Change. Happiness. New People and a New Path.
One of the things that everyone keeps saying to me since making the decision to create my own brand(s) (again), is how happy I have seemed.
And it’s true.
I am actually happier and less stressed out than I have ever been. I’m getting much more done in a shorter period of time and I leave each day feeling as if I have crushed it (I am getting 5 SKU’s to market in 4 months and consulting several clients!). All these observations got me wondering what has brought me to this side of happy, as opposed to where I was before, and I now know that it is clarity and specificity.
For a long time, my goals were very very vague. ‘I want to be successful’, ‘I want to make this company successful’, ‘I want to be healthy’. There was nothing specific about any of this. It was obviously general (and if you’ve listened to my podcast, you know how I feel about not being specific, so what the hell, right?!).
Since the universe has an extremely funny (and often ironic) way of working, all those things came true. Businesses and people working in them were successful. I had success and health in ways for myself but none of it made me feel the accomplishment I was looking for. And none of it made me happy. None of it made me feel fulfilled. It made me feel like all the work I was doing was to get other people, businesses and shareholders where they wanted to be. Not where I wanted to be. It left me exhausted, resentful and feeling taken advantage of. It translated to a fairly defensive attitude when I was challenged, nights sitting on the couch watching bad TV and a feeling of failure- a feeling of not being far enough in my career.
So what changed? I came to a crossroads. There is nothing like a crossroads after almost 10 years of doing something. Just when I thought I had it all figured out, right? I had two choices: I could keep doing the same thing I had always done out of some need to prove myself to everyone OR I could sit my ass down and figure out what I really wanted and who I wanted to be.
Now, I was lucky, as everything started to turn, I was going to be spending about a month in London with my family. I had a time change, a computer, and my walking shoes. My sister called me during the first week and read me the riot act. She said, ‘Go do these things I am telling you to do and f%$king find yourself, ok?’. Damn. Universe 1, HKT 0.

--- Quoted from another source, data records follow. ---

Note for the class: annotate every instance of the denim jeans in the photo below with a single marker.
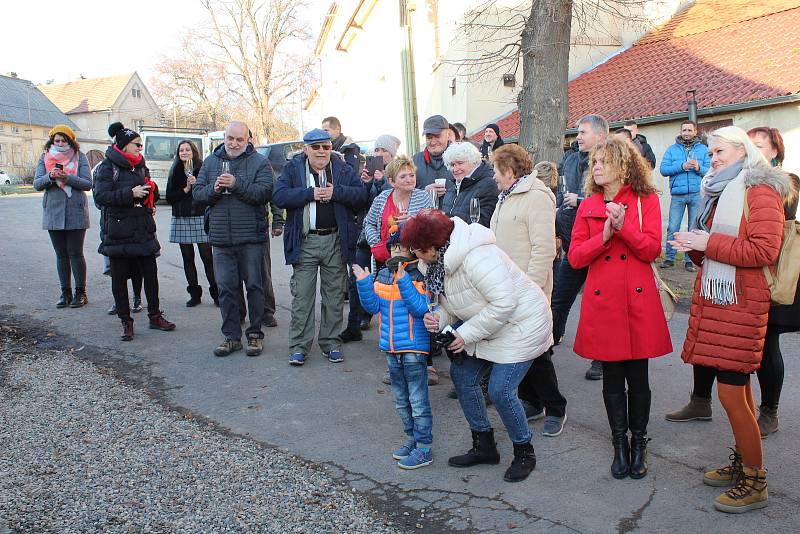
(504, 380)
(678, 205)
(231, 265)
(357, 313)
(409, 375)
(568, 284)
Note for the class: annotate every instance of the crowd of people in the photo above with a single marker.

She wrote me with a list of museums, bookstores, culinary adventures, restaurants and interesting businesses she thought I would like (my sister knows me pretty well- she nailed it). I spent an afternoon mapping out the next 3 weeks of my life. And I became inspired for the first time in a long time. I was so inspired that some nights I broke down in tears in our little London flat for no reason other than the realization that I had let my ambition blind me. I realized that I was operating from a place of proving something to everyone else and not doing anything that was really true to me. In some ways it had served me, I was lit by this sort of angry fuel I had had. But I was maxed out. I started to understand that coming from that angry ambitious place, just like a get rich quick scheme, was never going to work out. If I kept operating from that place, I was going to go nowhere. Nowhere. Over and over and over again.

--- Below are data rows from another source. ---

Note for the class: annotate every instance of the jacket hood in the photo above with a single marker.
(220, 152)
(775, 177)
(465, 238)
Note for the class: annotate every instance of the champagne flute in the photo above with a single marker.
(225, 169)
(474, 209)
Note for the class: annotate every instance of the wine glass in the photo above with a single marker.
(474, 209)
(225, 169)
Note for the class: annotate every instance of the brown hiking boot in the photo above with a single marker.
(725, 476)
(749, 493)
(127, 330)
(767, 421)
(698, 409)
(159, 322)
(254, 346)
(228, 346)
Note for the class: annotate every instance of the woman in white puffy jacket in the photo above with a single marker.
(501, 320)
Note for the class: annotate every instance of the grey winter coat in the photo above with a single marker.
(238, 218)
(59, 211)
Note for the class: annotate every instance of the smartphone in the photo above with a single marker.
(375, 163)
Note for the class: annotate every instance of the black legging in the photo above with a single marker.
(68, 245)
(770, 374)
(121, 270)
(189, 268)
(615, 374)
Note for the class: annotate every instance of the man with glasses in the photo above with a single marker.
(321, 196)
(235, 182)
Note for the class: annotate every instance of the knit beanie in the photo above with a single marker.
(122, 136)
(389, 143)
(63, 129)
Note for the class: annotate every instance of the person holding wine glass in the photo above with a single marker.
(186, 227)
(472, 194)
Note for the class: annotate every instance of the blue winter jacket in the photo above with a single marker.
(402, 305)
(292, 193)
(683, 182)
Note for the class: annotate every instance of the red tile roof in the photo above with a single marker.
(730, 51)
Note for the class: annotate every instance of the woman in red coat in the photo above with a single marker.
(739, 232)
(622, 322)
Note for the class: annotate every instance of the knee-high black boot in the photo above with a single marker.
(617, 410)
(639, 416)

I came home from the UK with a new sense of self and loads of energy and inspiration. I wrote a plan. A really specific plan (my friends at Best Self helped me out!) and I started working. I also changed the people I was surrounding myself with. I got a new business partner (and a phenomenal one at that). I reached out to new people whose work I was aligned with and acquaintances I had had along the way who I realized were just the people I need in my life. Most notably, I reconnected with Nitika Chopra (who I knew from my days at NibMor) because I am now building a brand that looks to inspire joy every day (Paper Greats) and no one, I mean no one inspires joy and positivity like Nitika. I won’t go into every little detail, but that girl is a friend for life. I left New York City that day knowing I was on the right path. She infused me with energy and gave me hope that there are people out there who support one another and that business could be fun and inspiring, even behind the scenes (thank you my dear sweet friend).
So, what does this all mean? Life is too short. You didn’t go into business for yourself or go work for a startup to be miserable. You can move on or change the reasons that you are there. If you don’t operate from a place of service in this world, where you can feel good about what you are putting out there, you’ll never win. A ‘me against everyone’ view will always have everyone kicking your ass. Re-evaluate, re-assess and then re-engage. I promise you won’t be sorry and you’ll certainly be a whole lot happier.